Shares in state-run NHPC Ltd rose by 5 percent in their trading debut, lagging market expectations after the power company's $1.25 billion IPO was heavily oversubscribed.

The muted debut is the second in a row from a major Indian company and may dampen enthusiasm for future listings.

Last month, shares in private-sector utility Adani Power gained less than 1 percent on their first trading day after the firm raised $630 million.

NHPC, a hydropower company, saw its offering subscribed more than 20 times in the first new listing by a state company in 18 months. India's deficit-wracked government is planning further stake sales in state firms in order to help raise money.

"The listing is fairly below market expectations which was around Rs 40-42," said Ambareesh Baliga, vice-president at Mumbai-based Karvy Stock Broking.

"Promoters of forthcoming IPOs would have to ensure that pricing is not as aggressive as it was in this case. It is a clear signal to them that they should leave something on the table for investors."

At 0532 GMT, shares in NHPC were up 5.3 percent at 37.85 rupees, compared with the IPO price of 36, which was the top end of the indicated band.

The stock touched a high of Rs 39.75 after having made a debut at 37 rupees.

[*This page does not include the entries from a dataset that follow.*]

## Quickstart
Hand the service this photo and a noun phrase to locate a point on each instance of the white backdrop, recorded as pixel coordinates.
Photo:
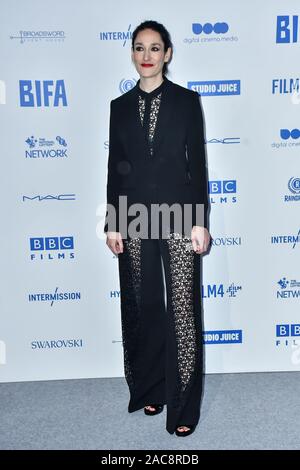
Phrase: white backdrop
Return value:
(60, 65)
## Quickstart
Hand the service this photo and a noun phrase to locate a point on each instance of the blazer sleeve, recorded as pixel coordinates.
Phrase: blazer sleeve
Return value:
(196, 156)
(113, 176)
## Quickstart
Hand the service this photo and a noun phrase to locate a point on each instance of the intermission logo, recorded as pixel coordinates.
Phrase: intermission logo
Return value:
(288, 288)
(290, 138)
(123, 36)
(49, 197)
(224, 140)
(287, 333)
(219, 290)
(207, 33)
(216, 87)
(57, 344)
(287, 29)
(126, 85)
(39, 36)
(226, 241)
(226, 188)
(45, 93)
(222, 337)
(55, 296)
(291, 240)
(50, 248)
(40, 147)
(281, 86)
(294, 187)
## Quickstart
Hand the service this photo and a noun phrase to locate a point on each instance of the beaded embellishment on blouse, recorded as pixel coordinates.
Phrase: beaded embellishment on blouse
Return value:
(154, 108)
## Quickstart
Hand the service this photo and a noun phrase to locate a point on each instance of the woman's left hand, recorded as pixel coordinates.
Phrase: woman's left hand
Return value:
(200, 239)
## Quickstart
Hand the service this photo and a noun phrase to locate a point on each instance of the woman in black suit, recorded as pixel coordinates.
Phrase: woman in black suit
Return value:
(156, 156)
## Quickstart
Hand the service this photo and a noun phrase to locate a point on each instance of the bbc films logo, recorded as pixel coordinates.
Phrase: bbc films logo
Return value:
(222, 191)
(51, 248)
(2, 353)
(287, 29)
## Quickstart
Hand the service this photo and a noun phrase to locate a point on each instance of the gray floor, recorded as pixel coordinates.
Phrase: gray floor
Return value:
(239, 411)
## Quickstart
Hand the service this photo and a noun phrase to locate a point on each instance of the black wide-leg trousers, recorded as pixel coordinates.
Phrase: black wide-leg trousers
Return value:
(162, 341)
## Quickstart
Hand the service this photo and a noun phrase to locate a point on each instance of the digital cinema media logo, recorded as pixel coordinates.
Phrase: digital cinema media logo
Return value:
(294, 188)
(223, 337)
(210, 32)
(288, 289)
(289, 139)
(42, 93)
(287, 29)
(222, 191)
(51, 248)
(44, 148)
(216, 87)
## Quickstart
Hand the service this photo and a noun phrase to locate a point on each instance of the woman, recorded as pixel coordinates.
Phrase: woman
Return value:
(157, 156)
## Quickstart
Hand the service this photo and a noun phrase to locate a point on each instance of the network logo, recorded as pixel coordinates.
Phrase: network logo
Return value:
(294, 187)
(223, 337)
(42, 93)
(126, 85)
(289, 289)
(116, 35)
(224, 140)
(216, 87)
(292, 240)
(54, 296)
(57, 344)
(287, 29)
(219, 290)
(281, 86)
(46, 148)
(287, 334)
(51, 248)
(50, 197)
(286, 134)
(39, 36)
(209, 28)
(226, 241)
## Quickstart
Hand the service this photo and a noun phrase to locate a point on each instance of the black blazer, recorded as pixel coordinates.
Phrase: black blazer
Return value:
(177, 170)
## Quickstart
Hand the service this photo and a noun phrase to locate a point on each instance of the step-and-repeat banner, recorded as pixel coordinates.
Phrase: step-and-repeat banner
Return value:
(60, 65)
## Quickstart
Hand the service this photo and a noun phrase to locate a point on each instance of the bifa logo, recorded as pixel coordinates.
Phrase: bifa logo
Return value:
(287, 29)
(2, 92)
(45, 93)
(2, 353)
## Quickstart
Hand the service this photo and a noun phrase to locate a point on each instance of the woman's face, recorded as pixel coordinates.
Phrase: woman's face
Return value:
(148, 53)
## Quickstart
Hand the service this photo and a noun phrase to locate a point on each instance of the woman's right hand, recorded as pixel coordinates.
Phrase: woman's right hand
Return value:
(114, 242)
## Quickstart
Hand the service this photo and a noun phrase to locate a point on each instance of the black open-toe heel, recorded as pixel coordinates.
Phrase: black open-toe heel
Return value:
(191, 427)
(158, 409)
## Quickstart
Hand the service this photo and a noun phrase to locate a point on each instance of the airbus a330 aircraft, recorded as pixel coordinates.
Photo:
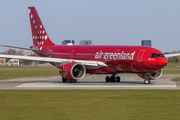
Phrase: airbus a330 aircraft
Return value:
(74, 61)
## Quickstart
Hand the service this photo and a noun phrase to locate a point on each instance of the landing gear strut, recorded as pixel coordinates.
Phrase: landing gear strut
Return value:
(147, 80)
(113, 78)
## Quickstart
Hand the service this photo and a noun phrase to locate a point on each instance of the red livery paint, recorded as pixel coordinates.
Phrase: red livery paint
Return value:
(74, 61)
(145, 61)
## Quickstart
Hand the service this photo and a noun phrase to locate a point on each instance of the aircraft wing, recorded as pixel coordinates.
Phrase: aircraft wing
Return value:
(172, 55)
(58, 61)
(19, 47)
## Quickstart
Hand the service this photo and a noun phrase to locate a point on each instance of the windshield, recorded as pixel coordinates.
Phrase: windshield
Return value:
(157, 55)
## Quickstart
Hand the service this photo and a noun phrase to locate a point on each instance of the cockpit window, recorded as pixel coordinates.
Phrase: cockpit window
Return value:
(157, 55)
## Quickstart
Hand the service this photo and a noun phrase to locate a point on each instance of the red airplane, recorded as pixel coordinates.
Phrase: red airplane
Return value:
(74, 61)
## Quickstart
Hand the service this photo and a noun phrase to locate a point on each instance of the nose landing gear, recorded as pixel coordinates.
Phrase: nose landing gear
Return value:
(113, 78)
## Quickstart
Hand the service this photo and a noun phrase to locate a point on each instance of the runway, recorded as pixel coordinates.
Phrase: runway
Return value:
(128, 81)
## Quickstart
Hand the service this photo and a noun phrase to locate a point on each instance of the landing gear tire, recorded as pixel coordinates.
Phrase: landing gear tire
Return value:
(107, 78)
(118, 79)
(64, 80)
(147, 81)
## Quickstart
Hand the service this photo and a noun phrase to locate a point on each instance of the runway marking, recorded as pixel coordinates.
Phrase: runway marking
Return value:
(62, 85)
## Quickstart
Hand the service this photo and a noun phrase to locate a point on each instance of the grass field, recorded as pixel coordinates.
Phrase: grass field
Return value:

The benchmark Mumbai index was up 1.4 percent.

"Pricing was a bit stiff and pressure is coming from people who borrowed money to invest in the IPO," said V.K. Sharma, head of research at Anagram Stock Broking.

NHPC Chairman S.K. Garg told reporters the listing was in line with the company's expectations and the firm was confident about its growth prospects.

The company expects net profit to rise to more than Rs 11 billion ($226 million) in the fiscal year to March 2010 from Rs 10.75 billion last year as it focuses on new projects, he said.

NHPC's capital expenditure in this fiscal year is likely to be Rs 46 billion, Garg said, adding the company had already spent about Rs 20 billion this year on new hydropower projects.